Property in Austria roundup: Is Austria's real estate market 'overheating'?
Is Austria's property market overheating? Photo:HARALD SCHNEIDER / APA / AFP
Stay up-to-date on the latest Austrian property news with The Local's weekly roundup.

Thinking of buying a house, moving house or investing? Or are you just curious about the property market in Austria? 

Here’s what you need to know.

Financial Market Stability Committee criticises Austria’s real estate boom

The Financial Market Stability Committee (FSMG) has again criticised the ongoing real estate boom in Austria, which is being fuelled by low interest rates and high competition. 

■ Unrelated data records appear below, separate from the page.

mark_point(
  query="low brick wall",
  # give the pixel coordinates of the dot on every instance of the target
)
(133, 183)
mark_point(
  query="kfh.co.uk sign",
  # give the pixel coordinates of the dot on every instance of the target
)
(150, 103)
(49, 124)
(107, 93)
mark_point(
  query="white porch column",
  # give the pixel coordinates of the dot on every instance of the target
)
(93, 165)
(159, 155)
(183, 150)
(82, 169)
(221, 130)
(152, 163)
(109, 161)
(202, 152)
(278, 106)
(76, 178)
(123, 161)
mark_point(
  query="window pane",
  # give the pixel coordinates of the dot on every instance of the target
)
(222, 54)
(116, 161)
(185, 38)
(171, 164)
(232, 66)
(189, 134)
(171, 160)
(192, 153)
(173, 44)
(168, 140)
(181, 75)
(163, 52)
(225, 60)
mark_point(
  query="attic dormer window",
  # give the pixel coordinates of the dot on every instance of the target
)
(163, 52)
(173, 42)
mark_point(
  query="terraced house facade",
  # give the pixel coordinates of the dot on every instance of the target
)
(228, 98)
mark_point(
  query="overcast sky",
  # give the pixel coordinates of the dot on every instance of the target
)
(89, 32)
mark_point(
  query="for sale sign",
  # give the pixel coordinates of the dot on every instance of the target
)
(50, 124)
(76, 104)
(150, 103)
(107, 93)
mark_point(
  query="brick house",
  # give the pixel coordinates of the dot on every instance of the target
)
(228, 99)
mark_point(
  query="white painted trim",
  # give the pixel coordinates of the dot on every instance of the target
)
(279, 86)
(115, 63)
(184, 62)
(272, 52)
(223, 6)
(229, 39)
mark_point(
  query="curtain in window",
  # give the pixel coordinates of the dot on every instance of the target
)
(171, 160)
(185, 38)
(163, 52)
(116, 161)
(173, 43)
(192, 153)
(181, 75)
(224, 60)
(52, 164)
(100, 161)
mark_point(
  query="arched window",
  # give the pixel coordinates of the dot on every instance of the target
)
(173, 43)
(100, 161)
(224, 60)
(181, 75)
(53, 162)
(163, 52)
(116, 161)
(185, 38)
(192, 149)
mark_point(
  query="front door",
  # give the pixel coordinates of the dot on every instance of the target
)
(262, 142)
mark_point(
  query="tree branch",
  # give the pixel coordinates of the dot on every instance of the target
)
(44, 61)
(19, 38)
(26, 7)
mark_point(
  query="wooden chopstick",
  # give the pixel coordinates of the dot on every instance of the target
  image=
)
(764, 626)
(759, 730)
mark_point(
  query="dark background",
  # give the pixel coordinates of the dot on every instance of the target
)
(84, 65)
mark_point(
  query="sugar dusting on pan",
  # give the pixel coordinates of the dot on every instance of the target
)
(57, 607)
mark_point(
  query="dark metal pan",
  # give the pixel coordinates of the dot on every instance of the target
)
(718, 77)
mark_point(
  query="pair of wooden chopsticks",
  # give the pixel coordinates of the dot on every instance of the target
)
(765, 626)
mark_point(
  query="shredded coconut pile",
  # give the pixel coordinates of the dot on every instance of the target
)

The FSMG has even asked Oesterreichische Nationalbank (OeNB) to analyse the situation for systemic risks in relation to rising property prices, with a focus on residential property financing for private households. 

The organisation was founded in 2014 and is responsible for strengthening financial market stability. The FSMG can also make recommendations to the Financial Market Authority (FMA) and provide risk warnings.

READ MORE: How to find out if you’re paying too much rent in Vienna

Back in June, the FSMG said: “These factors indicate an increasing overheating of the residential real estate market, which in the event of price corrections in the past has often led to a notable loss of prosperity in numerous countries.”

The Local recently reported that new apartment prices in Austria are the highest in Europe with a 70 square meter apartment costing an average of 10.6 times the national annual salary.

Investing in property to protect against inflation

An article in Die Presse highlights how more people are starting to invest in property as a way to protect against inflation.

The appetite for “concrete gold” is showing no signs of slowing down and rising inflation is now becoming a stronger investment motive than low interest rates.

Die Presse reports alternative investments, such as nursing homes or data centres, are also gaining in popularity.

Trends for alternative property investments tend to start in larger countries like the UK and Germany before moving to other countries.

New mobility concepts for the car-free generation

As more people become aware of climate change and others shun the cost of owning a car, city planners are now turning to new concepts for the car-free generation.

Latest figures show 47 percent of Viennese households don’t have a car and another 12 percent rarely use a car.

Within the 18 to 35 age group, being car-free is even more common with 72 percent not owning a car.

READ ALSO: Can foreigners buy property in Austria?

To cater to the new demands, the concept of a “cultural garage” has been introduced in Vienna’s Seestadt Aspern district by developer WBV-GFW.

A cultural garage is a space that is dedicated for parking but with additional uses, such as a cultural venue, restaurant, football field or bicycle workshop.

For example, the new cultural garage in Seestadt has 537 parking spaces and 2,000 square metres of space for cultural events, with plans for the Vienna Adult Education Centre to occupy the space in the autumn.

City planners are also aiming for a “modal split” in the Seestadt that will only allow for 20 percent car traffic in the future.